Insieme con altre 5 persone, hatentato di introdursi all’interno di un’abitazione, sita nel cuore della città di Caserta

Marcianise – Nella giornata del 10 agosto scorso, la Polizia di Stato ha eseguito un’Ordinanza di Applicazione della Misura Cautelare del Divieto di Dimora, con obbligo di permanere presso la propria abitazione dalle ore 21.00 alle ore 07.00, emessa dal Tribunale di S. Maria C.V., su richiesta della Procura della Repubblica presso il Tribunale di Santa Maria Capua Vetere.

Il provvedimento è stato eseguito nei confronti di Michele Comando, pregiudicato originario di Marcianise (CE), ritenuto gravemente indiziato di tentato furto in abitazione, pluriaggravato, commesso, in concorso con altri soggetti, nella tarda serata del 12 settembre 2017 a Caserta.

La misura cautelare rappresenta l’epilogo di un’attività d’indagine delegata alla Squadra Mobile di Caserta, che ha permesso di accertare come il COMANDO, unitamente ad almeno altre 5 persone, abbia tentato di introdursi all’interno di un’abitazione, sita nel cuore della città, al fine di consumare un furto. A tale scopo, mentre lui fungeva da “palo”, restando fuori in una macchina in compagnia di un altro individuo, tre suoi complici raggiungevano la porta d’ingresso dell’appartamento e, utilizzando degli arnesi da scasso, la forzavano per entrare.

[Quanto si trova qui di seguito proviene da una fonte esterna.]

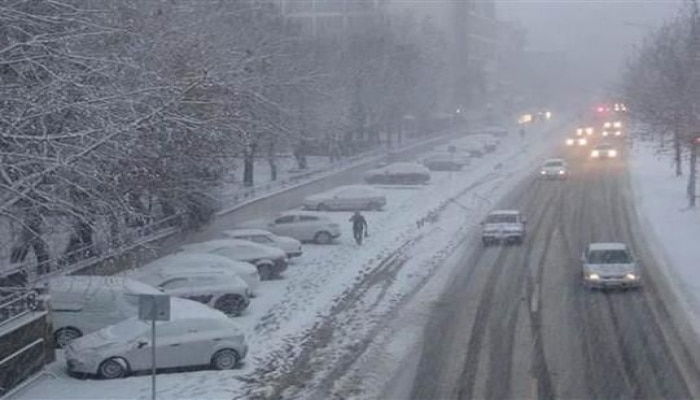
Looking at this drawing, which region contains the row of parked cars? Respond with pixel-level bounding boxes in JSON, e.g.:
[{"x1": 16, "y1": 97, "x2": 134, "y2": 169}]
[{"x1": 46, "y1": 130, "x2": 508, "y2": 379}]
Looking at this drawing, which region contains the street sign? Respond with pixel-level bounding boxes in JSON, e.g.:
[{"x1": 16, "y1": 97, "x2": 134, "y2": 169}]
[{"x1": 139, "y1": 294, "x2": 170, "y2": 321}]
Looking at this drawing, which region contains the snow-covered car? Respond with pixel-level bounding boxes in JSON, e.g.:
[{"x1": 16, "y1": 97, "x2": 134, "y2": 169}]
[
  {"x1": 540, "y1": 158, "x2": 569, "y2": 179},
  {"x1": 240, "y1": 211, "x2": 341, "y2": 244},
  {"x1": 364, "y1": 162, "x2": 430, "y2": 185},
  {"x1": 223, "y1": 229, "x2": 303, "y2": 258},
  {"x1": 135, "y1": 252, "x2": 260, "y2": 293},
  {"x1": 129, "y1": 265, "x2": 252, "y2": 317},
  {"x1": 47, "y1": 276, "x2": 162, "y2": 347},
  {"x1": 581, "y1": 243, "x2": 642, "y2": 288},
  {"x1": 180, "y1": 239, "x2": 287, "y2": 281},
  {"x1": 481, "y1": 210, "x2": 527, "y2": 246},
  {"x1": 591, "y1": 143, "x2": 618, "y2": 159},
  {"x1": 423, "y1": 151, "x2": 469, "y2": 171},
  {"x1": 65, "y1": 297, "x2": 248, "y2": 379},
  {"x1": 304, "y1": 185, "x2": 386, "y2": 211}
]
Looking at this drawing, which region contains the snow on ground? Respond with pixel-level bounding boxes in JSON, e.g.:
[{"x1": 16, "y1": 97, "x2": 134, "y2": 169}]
[
  {"x1": 12, "y1": 121, "x2": 564, "y2": 399},
  {"x1": 630, "y1": 142, "x2": 700, "y2": 334}
]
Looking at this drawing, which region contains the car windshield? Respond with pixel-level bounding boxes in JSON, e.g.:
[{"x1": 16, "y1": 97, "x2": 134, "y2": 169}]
[
  {"x1": 486, "y1": 214, "x2": 518, "y2": 224},
  {"x1": 588, "y1": 250, "x2": 632, "y2": 264}
]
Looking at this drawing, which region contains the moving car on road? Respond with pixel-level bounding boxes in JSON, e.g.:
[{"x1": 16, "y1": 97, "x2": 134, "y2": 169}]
[
  {"x1": 224, "y1": 229, "x2": 303, "y2": 258},
  {"x1": 180, "y1": 239, "x2": 287, "y2": 281},
  {"x1": 129, "y1": 265, "x2": 252, "y2": 317},
  {"x1": 304, "y1": 185, "x2": 386, "y2": 211},
  {"x1": 481, "y1": 210, "x2": 526, "y2": 246},
  {"x1": 581, "y1": 243, "x2": 642, "y2": 288},
  {"x1": 65, "y1": 298, "x2": 248, "y2": 379},
  {"x1": 364, "y1": 162, "x2": 430, "y2": 185},
  {"x1": 241, "y1": 211, "x2": 340, "y2": 244},
  {"x1": 540, "y1": 158, "x2": 569, "y2": 179},
  {"x1": 423, "y1": 151, "x2": 469, "y2": 171},
  {"x1": 591, "y1": 143, "x2": 617, "y2": 158}
]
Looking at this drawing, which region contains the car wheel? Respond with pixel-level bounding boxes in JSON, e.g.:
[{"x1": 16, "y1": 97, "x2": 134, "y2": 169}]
[
  {"x1": 314, "y1": 231, "x2": 333, "y2": 244},
  {"x1": 53, "y1": 328, "x2": 83, "y2": 349},
  {"x1": 256, "y1": 262, "x2": 274, "y2": 281},
  {"x1": 97, "y1": 357, "x2": 129, "y2": 379},
  {"x1": 211, "y1": 349, "x2": 241, "y2": 370},
  {"x1": 214, "y1": 294, "x2": 248, "y2": 317}
]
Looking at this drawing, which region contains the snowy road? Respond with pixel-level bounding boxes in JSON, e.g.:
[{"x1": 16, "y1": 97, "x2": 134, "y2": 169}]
[{"x1": 411, "y1": 143, "x2": 700, "y2": 399}]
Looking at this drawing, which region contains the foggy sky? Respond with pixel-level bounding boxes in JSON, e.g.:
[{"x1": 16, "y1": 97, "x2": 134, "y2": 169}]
[{"x1": 497, "y1": 0, "x2": 683, "y2": 93}]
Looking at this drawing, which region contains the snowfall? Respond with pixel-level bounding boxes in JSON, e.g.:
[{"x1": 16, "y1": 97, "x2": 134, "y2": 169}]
[{"x1": 13, "y1": 122, "x2": 700, "y2": 400}]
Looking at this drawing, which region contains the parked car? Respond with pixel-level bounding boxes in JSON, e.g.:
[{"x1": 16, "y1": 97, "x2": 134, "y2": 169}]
[
  {"x1": 581, "y1": 243, "x2": 642, "y2": 288},
  {"x1": 180, "y1": 239, "x2": 287, "y2": 281},
  {"x1": 540, "y1": 158, "x2": 569, "y2": 179},
  {"x1": 129, "y1": 265, "x2": 252, "y2": 317},
  {"x1": 481, "y1": 210, "x2": 527, "y2": 246},
  {"x1": 304, "y1": 185, "x2": 386, "y2": 211},
  {"x1": 364, "y1": 162, "x2": 430, "y2": 185},
  {"x1": 139, "y1": 252, "x2": 260, "y2": 294},
  {"x1": 241, "y1": 211, "x2": 340, "y2": 244},
  {"x1": 48, "y1": 276, "x2": 162, "y2": 347},
  {"x1": 423, "y1": 151, "x2": 469, "y2": 171},
  {"x1": 65, "y1": 298, "x2": 248, "y2": 379},
  {"x1": 591, "y1": 143, "x2": 618, "y2": 159},
  {"x1": 224, "y1": 229, "x2": 303, "y2": 258}
]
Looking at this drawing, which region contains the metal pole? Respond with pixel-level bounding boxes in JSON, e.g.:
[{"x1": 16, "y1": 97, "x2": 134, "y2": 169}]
[{"x1": 151, "y1": 316, "x2": 156, "y2": 400}]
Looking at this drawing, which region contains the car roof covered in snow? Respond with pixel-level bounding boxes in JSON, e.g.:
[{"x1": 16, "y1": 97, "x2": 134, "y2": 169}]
[
  {"x1": 588, "y1": 242, "x2": 627, "y2": 251},
  {"x1": 489, "y1": 210, "x2": 520, "y2": 215},
  {"x1": 224, "y1": 228, "x2": 276, "y2": 236}
]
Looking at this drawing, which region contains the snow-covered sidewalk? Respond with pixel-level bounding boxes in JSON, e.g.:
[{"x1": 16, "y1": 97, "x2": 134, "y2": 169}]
[
  {"x1": 9, "y1": 121, "x2": 555, "y2": 400},
  {"x1": 630, "y1": 141, "x2": 700, "y2": 335}
]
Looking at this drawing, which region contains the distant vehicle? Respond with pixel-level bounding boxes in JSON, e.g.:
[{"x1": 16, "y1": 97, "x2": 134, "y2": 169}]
[
  {"x1": 65, "y1": 304, "x2": 248, "y2": 379},
  {"x1": 129, "y1": 265, "x2": 252, "y2": 317},
  {"x1": 135, "y1": 252, "x2": 260, "y2": 293},
  {"x1": 223, "y1": 229, "x2": 303, "y2": 258},
  {"x1": 566, "y1": 137, "x2": 588, "y2": 147},
  {"x1": 180, "y1": 239, "x2": 287, "y2": 281},
  {"x1": 48, "y1": 276, "x2": 164, "y2": 347},
  {"x1": 304, "y1": 185, "x2": 386, "y2": 211},
  {"x1": 481, "y1": 125, "x2": 508, "y2": 137},
  {"x1": 364, "y1": 162, "x2": 430, "y2": 185},
  {"x1": 241, "y1": 211, "x2": 341, "y2": 244},
  {"x1": 423, "y1": 152, "x2": 470, "y2": 171},
  {"x1": 602, "y1": 121, "x2": 622, "y2": 137},
  {"x1": 540, "y1": 158, "x2": 569, "y2": 179},
  {"x1": 581, "y1": 243, "x2": 642, "y2": 288},
  {"x1": 591, "y1": 143, "x2": 617, "y2": 158},
  {"x1": 481, "y1": 210, "x2": 527, "y2": 246}
]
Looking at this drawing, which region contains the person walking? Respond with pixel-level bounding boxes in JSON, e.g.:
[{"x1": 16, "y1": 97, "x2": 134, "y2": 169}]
[{"x1": 349, "y1": 211, "x2": 369, "y2": 245}]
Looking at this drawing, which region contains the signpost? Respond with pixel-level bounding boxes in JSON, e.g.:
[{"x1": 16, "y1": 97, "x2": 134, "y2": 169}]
[{"x1": 139, "y1": 294, "x2": 170, "y2": 400}]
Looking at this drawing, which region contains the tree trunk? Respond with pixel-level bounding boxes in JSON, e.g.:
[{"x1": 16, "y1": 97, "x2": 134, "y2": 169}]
[
  {"x1": 243, "y1": 144, "x2": 255, "y2": 187},
  {"x1": 673, "y1": 129, "x2": 683, "y2": 176},
  {"x1": 688, "y1": 141, "x2": 698, "y2": 208}
]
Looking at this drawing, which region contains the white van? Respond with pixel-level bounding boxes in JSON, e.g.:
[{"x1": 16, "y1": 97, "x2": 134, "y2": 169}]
[{"x1": 48, "y1": 276, "x2": 162, "y2": 347}]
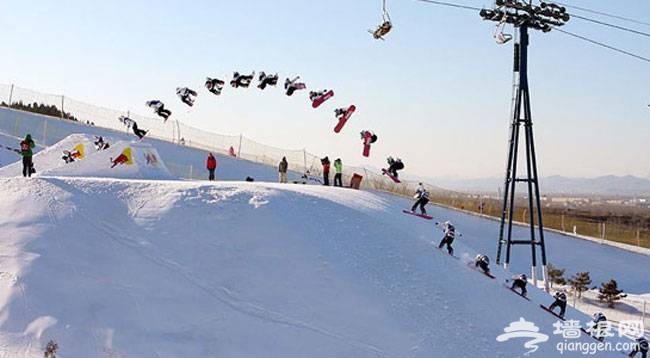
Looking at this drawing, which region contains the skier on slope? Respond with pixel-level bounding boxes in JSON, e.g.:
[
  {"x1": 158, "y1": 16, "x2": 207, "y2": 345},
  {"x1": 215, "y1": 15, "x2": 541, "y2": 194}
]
[
  {"x1": 320, "y1": 156, "x2": 330, "y2": 186},
  {"x1": 438, "y1": 221, "x2": 456, "y2": 255},
  {"x1": 205, "y1": 77, "x2": 225, "y2": 96},
  {"x1": 334, "y1": 158, "x2": 343, "y2": 186},
  {"x1": 510, "y1": 273, "x2": 528, "y2": 297},
  {"x1": 146, "y1": 100, "x2": 172, "y2": 122},
  {"x1": 474, "y1": 254, "x2": 490, "y2": 274},
  {"x1": 230, "y1": 71, "x2": 255, "y2": 88},
  {"x1": 386, "y1": 157, "x2": 404, "y2": 178},
  {"x1": 20, "y1": 134, "x2": 36, "y2": 177},
  {"x1": 411, "y1": 183, "x2": 429, "y2": 215},
  {"x1": 284, "y1": 76, "x2": 307, "y2": 96},
  {"x1": 278, "y1": 157, "x2": 289, "y2": 183},
  {"x1": 205, "y1": 153, "x2": 217, "y2": 181},
  {"x1": 176, "y1": 87, "x2": 198, "y2": 107},
  {"x1": 548, "y1": 291, "x2": 566, "y2": 318},
  {"x1": 257, "y1": 71, "x2": 278, "y2": 90},
  {"x1": 628, "y1": 336, "x2": 650, "y2": 358},
  {"x1": 591, "y1": 312, "x2": 608, "y2": 342}
]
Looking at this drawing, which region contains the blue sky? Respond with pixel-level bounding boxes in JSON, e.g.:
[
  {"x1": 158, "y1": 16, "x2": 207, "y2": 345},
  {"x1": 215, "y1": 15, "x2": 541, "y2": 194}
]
[{"x1": 0, "y1": 0, "x2": 650, "y2": 177}]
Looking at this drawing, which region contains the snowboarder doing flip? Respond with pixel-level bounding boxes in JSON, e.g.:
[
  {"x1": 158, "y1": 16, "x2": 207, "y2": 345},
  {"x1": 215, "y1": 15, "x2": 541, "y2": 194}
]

L’intervento opportuno di alcuni vicini che, sentiti i rumori, lanciavano l’allarme e si precipitavano verso i responsabili, permetteva di evitare che l’azione giungesse a conseguenze ulteriori, consentendo di arrestare in flagranza uno degli autori, identificato-nel marcianisano ANGELINO Francesco.

Le successive indagini, sviluppate dagli investigatori della Squadra Mobile casertana tramite escussioni di testimoni e individuazioni fotografiche e di persona, hanno permesso di identificare compiutamente il COMANDO Michele, quale coautore del tentativo di furto.

Attesa la concretezza e l’attualità delle esigenze cautelari — in relazione alla modalità di commissione del fatto, realizzato in concorso con altri soggetti, con preordinazione ed organizzazione dell’azione, operata anche fuori dal contesto territoriale di provenienza — veniva dunque disposta ed eseguita la misura cautelare personale.